By AFP - Jul 04,2022 - Last updated at Jul 04,2022

People crowd on Monday in the departure hall at Oslo Airport Gardermoen after it became clear that 900 pilots of Scandinavian airline SAS would be taken out on strike (AFP photo)

STOCKHOLM — Scandinavian airline SAS said on Monday that negotiations between the carrier and the pilots' union had failed to reach an agreement, prompting some 900 pilots to strike.

"How on earth is a strike in the busiest week of the last two-and-a-half years going to help us find and attract investors," SAS chief executive, Anko van der Werff, told reporters, criticising what he called a "strike culture" among pilots.

The pilots are protesting against salary cuts demanded by management as part of a restructuring plan aimed at ensuring the survival of the company, which has suffered a string of losses since the start of the coronavirus pandemic in early 2020. 

"We deeply regret that our customers are affected by this strike, leading to delays and cancelled flights," van der Werff said in a statement.

The airline said that the strike "is estimated to lead to the cancellation of approximately 50 per cent of all scheduled SAS flights," impacting around 30,000 passengers a day.

SAS management announced in February the savings plan, dubbed "SAS Forward", which was supplemented in June by a plan to increase capital by nearly one billion euros ($1.04 billion). 

Denmark and Sweden are the biggest shareholders with 21.8 per cent each. 

Denmark said in June it was ready to increase its stake to 30 per cent.
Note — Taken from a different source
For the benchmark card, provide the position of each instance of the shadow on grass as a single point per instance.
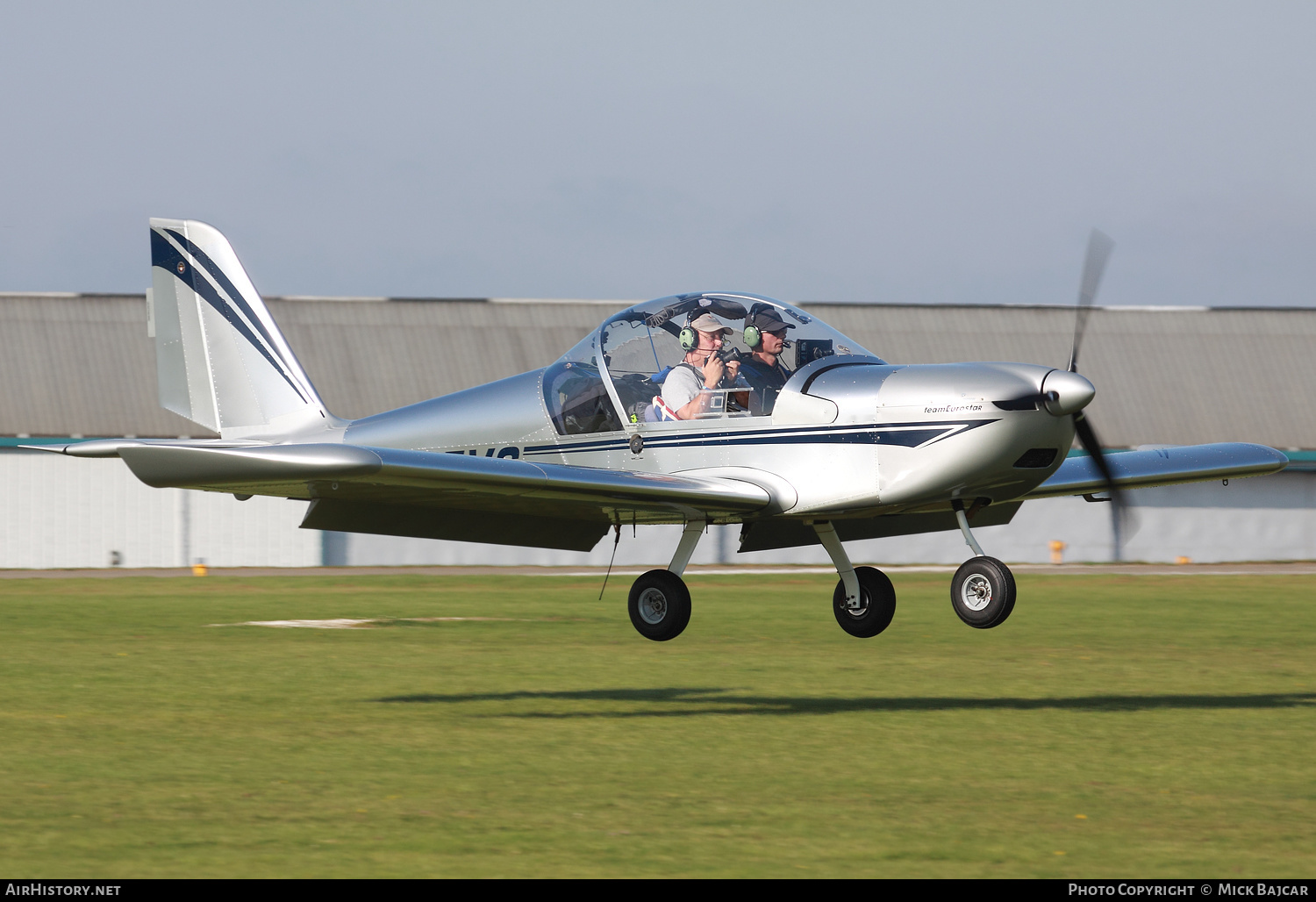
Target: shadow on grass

Sweden has refused to provide fresh funds, but is willing to turn debt into capital. 

Norway, which left SAS in 2018, has said it is ready to return to the airline, but only by converting debt into equity. 

The strike at SAS comes as the summer is shaping up to be difficult for European airlines and airports, faced with staff shortages affecting traffic. 

After widespread job losses linked to COVID-19, airlines and airports are struggling to recruit new staff in many countries.